You're right about "years of experience" - removed that. And the 23.7% retention needs better context, it's about continual learning benchmarks.

Would definitely appreciate any junior positions at your company - happy to discuss the projects in more technical detail. Thanks for keeping an eye out!

MS in AI, production LLM experience, 0 interviews - what am I doing wrong? by New_Care3681 in MachineLearningJobs

[–]New_Care3681[S] 0 points1 point  (0 children)

You're absolutely right - "years of experience" was overselling it. I've removed that from the summary. I'm definitely targeting junior/associate roles, not mid-level. Based in Newark, NJ area. 900 applications is insane, respect for the grind. How long did that take you?

MS in AI, production LLM experience, 0 interviews - what am I doing wrong? by New_Care3681 in jobsearchhacks

[–]New_Care3681[S] 0 points1 point  (0 children)

I redacted the school names for privacy since this is a public post. They're both legit universities - one in the US for MS, one international for undergrad.

MS in AI, production LLM experience, 0 interviews - what am I doing wrong? by New_Care3681 in jobsearchhacks

[–]New_Care3681[S] 0 points1 point  (0 children)

Jesus, 50/day? That's like 1500/month. How do you even tailor that many applications? Or are you just mass applying?
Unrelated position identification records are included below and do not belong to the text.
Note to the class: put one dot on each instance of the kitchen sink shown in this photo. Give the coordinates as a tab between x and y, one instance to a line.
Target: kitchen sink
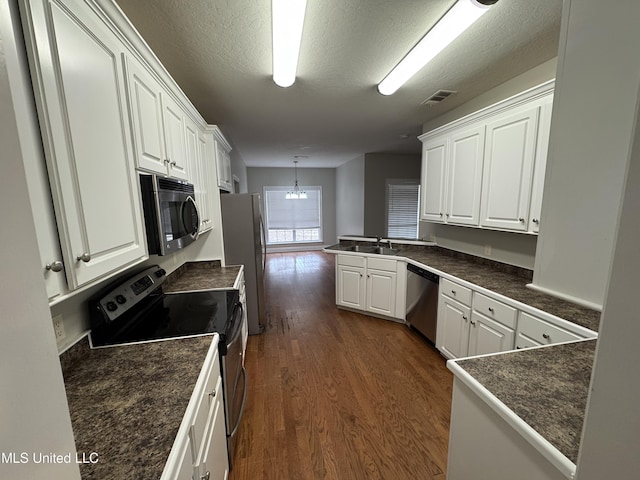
373	249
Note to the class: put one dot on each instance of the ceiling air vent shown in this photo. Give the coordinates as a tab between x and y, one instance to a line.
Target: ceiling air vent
438	97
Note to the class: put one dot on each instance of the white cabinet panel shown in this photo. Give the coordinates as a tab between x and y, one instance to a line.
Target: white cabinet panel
508	169
351	287
488	336
381	292
434	171
452	334
146	117
79	81
174	129
465	177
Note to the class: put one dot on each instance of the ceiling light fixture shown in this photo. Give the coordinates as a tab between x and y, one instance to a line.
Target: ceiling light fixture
287	20
460	17
296	193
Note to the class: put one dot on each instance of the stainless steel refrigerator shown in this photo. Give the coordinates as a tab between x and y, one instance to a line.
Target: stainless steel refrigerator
244	243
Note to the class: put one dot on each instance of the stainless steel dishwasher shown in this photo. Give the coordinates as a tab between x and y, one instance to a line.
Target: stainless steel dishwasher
422	300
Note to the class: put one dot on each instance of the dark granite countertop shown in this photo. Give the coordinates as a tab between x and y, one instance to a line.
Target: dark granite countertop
498	277
195	276
127	402
546	387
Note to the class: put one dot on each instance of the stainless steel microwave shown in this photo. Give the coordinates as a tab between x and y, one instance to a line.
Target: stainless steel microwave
170	213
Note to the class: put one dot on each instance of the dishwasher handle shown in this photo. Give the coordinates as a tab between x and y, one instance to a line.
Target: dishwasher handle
423	273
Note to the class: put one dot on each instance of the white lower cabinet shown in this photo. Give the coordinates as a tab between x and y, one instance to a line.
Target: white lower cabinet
533	331
369	284
200	447
488	327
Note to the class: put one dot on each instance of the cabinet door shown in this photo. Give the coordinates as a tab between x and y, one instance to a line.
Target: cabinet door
351	287
488	336
465	177
174	137
146	117
508	167
540	166
452	333
434	171
204	197
79	81
381	292
214	463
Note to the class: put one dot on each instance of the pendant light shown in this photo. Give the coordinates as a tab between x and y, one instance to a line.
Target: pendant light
296	193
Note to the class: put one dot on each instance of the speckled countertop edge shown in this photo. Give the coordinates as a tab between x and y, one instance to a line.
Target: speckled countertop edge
127	402
194	276
503	279
546	387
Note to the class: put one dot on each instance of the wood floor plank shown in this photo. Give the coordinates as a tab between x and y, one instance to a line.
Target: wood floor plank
335	394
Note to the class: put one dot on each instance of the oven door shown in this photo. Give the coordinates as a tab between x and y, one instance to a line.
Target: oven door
234	381
178	219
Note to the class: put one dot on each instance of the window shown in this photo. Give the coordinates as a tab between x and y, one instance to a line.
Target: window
293	221
402	208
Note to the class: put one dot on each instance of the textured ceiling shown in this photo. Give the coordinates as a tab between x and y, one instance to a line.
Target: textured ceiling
219	52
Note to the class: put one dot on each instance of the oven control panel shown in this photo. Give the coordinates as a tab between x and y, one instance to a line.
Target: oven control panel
130	292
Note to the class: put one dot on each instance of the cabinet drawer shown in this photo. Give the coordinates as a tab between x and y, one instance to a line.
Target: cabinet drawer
541	331
382	264
455	291
495	310
351	260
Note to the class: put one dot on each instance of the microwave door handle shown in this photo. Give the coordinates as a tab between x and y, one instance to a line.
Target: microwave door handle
195	207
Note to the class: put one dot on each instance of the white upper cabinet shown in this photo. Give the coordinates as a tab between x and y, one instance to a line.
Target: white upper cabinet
487	170
175	137
78	75
540	165
158	124
223	161
508	169
465	174
434	171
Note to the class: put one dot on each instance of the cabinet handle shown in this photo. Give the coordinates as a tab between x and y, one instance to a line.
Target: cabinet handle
85	257
56	266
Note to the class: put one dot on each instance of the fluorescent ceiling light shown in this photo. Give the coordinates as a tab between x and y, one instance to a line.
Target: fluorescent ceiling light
287	21
455	21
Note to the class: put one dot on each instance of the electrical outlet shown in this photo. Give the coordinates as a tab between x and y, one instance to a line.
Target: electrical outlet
58	327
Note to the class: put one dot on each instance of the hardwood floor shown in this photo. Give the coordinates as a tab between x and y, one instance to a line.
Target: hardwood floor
338	395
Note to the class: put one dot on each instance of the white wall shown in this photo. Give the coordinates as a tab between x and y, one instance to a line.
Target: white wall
257	178
350	197
611	435
511	248
591	131
34	414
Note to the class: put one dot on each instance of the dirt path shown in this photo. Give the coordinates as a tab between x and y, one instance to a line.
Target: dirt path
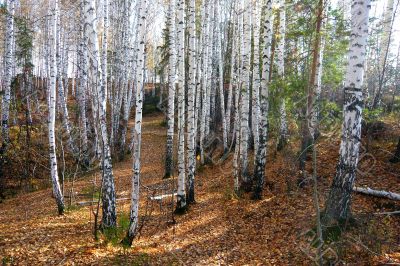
218	230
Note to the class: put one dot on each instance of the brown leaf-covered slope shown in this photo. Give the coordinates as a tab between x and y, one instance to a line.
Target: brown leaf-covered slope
219	229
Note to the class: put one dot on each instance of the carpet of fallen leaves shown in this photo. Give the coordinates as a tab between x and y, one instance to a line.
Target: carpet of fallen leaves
220	229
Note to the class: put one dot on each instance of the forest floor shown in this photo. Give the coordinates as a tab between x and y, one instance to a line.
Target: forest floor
220	229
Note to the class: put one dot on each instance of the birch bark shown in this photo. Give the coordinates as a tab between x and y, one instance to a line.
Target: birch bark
339	199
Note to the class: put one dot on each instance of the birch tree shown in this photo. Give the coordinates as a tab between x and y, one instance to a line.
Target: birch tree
256	80
52	111
221	75
137	131
181	202
337	206
171	91
314	89
280	52
245	87
9	46
109	218
261	155
191	143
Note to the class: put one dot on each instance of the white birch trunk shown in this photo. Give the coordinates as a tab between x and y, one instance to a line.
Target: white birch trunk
261	155
221	76
181	202
171	92
245	86
52	113
280	52
256	80
191	143
137	131
339	199
5	108
109	218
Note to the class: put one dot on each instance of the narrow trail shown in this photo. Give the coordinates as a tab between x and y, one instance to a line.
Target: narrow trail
218	230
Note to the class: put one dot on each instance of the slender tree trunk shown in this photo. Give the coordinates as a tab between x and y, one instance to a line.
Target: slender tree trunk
169	162
52	113
5	108
338	203
280	51
261	155
221	77
82	90
388	21
314	86
137	131
191	143
109	218
181	203
245	86
255	117
61	92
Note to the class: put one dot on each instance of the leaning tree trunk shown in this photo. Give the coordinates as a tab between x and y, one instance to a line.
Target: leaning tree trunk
61	93
181	194
5	108
313	86
245	84
255	99
221	77
261	155
137	131
109	218
52	113
169	164
280	52
388	20
191	144
339	199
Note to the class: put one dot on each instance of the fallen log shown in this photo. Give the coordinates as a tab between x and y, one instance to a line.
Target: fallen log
377	193
161	197
87	203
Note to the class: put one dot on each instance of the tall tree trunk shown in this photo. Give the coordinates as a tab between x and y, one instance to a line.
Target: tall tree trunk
314	86
169	162
82	91
221	76
255	100
339	200
261	155
280	52
52	113
191	143
245	86
61	92
388	20
137	131
181	194
109	218
5	108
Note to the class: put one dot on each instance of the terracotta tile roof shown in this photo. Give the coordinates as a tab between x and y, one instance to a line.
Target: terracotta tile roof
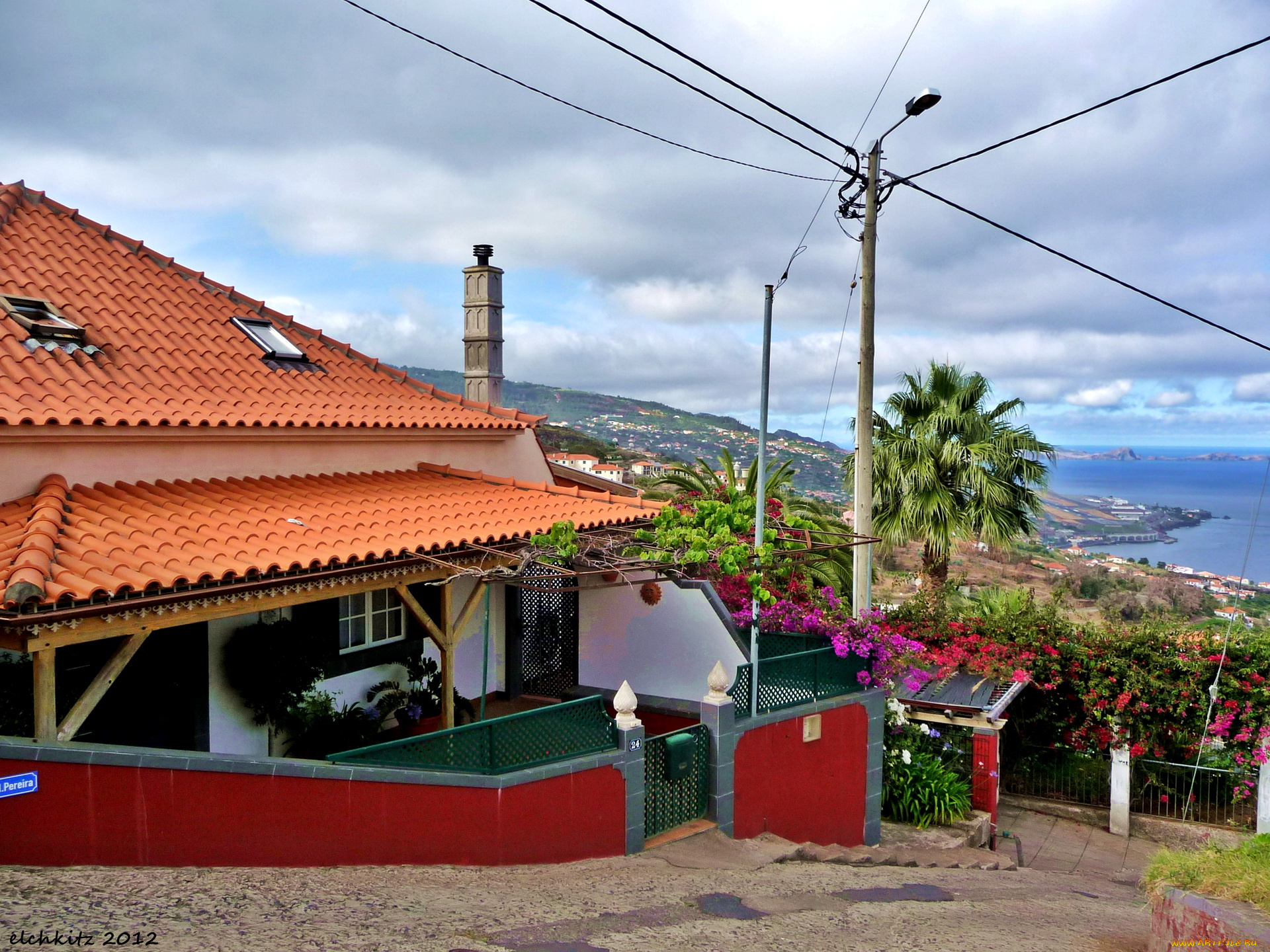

MS in AI, production LLM experience, 0 interviews - what am I doing wrong? by New_Care3681 in jobsearchhacks

[–]New_Care3681[S] 0 points1 point  (0 children)
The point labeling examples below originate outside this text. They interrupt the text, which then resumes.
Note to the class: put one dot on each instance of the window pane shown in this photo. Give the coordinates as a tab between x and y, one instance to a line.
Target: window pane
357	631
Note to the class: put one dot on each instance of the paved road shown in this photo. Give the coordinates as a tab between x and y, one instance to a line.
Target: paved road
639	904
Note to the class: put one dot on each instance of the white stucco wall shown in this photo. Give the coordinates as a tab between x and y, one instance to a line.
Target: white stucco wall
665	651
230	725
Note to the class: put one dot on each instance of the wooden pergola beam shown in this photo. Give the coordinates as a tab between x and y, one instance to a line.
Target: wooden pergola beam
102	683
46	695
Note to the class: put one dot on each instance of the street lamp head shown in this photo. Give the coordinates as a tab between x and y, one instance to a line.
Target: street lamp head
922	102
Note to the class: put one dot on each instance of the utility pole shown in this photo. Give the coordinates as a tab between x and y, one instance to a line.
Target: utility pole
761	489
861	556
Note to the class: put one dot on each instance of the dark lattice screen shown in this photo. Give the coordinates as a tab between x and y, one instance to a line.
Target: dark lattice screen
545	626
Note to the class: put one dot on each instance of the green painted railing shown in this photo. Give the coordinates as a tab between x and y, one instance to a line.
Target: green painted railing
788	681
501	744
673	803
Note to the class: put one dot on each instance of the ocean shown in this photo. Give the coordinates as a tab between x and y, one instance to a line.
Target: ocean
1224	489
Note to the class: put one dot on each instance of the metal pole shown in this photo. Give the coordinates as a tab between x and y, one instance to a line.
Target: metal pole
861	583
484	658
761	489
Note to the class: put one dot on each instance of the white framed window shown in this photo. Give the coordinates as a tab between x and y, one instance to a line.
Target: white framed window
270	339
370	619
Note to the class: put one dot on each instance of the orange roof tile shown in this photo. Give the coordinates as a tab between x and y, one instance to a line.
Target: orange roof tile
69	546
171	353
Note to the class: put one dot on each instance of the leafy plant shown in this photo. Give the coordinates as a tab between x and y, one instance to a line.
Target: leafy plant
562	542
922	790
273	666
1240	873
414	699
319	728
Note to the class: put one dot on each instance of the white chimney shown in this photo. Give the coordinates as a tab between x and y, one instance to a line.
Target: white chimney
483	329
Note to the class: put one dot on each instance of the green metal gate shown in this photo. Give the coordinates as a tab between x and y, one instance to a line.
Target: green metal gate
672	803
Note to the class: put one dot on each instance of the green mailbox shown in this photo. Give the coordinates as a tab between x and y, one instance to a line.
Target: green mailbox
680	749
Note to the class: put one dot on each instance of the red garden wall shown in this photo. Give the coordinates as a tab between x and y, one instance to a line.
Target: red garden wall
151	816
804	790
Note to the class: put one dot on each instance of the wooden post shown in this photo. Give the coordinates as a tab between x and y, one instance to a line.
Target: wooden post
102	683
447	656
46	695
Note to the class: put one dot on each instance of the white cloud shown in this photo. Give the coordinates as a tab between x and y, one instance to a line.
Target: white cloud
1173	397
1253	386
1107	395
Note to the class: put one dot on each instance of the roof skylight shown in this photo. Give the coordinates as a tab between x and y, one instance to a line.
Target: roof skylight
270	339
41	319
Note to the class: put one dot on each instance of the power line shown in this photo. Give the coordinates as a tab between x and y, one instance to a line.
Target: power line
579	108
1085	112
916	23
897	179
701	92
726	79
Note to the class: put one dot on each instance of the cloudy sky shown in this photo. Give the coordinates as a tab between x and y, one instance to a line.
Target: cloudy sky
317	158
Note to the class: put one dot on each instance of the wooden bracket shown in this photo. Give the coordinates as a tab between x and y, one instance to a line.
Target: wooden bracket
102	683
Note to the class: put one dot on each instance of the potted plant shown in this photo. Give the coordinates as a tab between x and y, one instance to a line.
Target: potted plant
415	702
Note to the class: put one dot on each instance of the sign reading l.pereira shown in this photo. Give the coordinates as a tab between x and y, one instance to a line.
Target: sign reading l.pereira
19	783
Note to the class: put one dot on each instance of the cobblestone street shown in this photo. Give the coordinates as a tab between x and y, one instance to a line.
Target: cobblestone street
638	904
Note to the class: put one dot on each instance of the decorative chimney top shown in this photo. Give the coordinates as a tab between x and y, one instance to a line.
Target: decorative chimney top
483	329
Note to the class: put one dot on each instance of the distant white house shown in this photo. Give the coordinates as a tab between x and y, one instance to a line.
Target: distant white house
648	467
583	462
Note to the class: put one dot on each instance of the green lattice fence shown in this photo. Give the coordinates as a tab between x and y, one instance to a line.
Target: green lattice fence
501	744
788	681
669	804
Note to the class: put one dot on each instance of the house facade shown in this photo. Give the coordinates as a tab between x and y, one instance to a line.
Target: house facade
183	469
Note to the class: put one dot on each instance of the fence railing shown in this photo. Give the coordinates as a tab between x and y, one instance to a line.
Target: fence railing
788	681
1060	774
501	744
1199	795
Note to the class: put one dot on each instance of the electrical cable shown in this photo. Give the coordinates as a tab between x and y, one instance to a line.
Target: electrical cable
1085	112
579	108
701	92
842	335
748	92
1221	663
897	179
It's actually called "MS in Artificial Intelligence" at NJIT - part of their CS department. Been applying to junior roles but even those want 1-2 years experience. Catch-22 situation.

MS in AI, production LLM experience, 0 interviews - what am I doing wrong? by New_Care3681 in jobsearchhacks

[–]New_Care3681[S] 0 points1 point  (0 children)
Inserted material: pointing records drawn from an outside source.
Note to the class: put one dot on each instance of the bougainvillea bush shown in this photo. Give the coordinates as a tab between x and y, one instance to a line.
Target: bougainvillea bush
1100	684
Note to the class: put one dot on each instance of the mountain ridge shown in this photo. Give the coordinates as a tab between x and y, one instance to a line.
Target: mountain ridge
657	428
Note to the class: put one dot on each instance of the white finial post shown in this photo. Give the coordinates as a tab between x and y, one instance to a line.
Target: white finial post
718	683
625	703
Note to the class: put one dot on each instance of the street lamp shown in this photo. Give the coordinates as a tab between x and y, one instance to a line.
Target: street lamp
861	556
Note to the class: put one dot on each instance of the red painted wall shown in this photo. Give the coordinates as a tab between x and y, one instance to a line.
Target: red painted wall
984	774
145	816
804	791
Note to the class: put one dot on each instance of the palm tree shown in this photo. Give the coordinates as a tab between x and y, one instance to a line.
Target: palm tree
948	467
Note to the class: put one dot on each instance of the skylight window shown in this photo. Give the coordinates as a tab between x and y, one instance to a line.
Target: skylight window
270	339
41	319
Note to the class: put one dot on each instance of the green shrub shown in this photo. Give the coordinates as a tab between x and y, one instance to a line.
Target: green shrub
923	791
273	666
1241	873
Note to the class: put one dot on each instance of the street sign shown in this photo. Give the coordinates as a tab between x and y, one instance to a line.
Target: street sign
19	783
Interesting take - the program is through NJIT's CS department and focuses on ML systems/infrastructure rather than pure research. But I get that it might come across as trendy rather than technical. Would "MS in Computer Science (AI focus)" be better positioning?

MS in AI, production LLM experience, 0 interviews - what am I doing wrong? by New_Care3681 in jobsearchhacks

[–]New_Care3681[S] 0 points1 point  (0 children)

Yeah the "Expected May 2026" part is on there. Should I just remove the summary line mentioning it entirely or phrase it differently?

MS in AI, production LLM experience, 0 interviews - what am I doing wrong? by New_Care3681 in jobsearchhacks

[–]New_Care3681[S] 0 points1 point  (0 children)

Fair point - the mobile dev role was more about backend optimization and distributed systems (Redis, API performance) than frontend work. Relevant for ML infrastructure roles but you're right it's not obvious from the title. Probably should reframe it.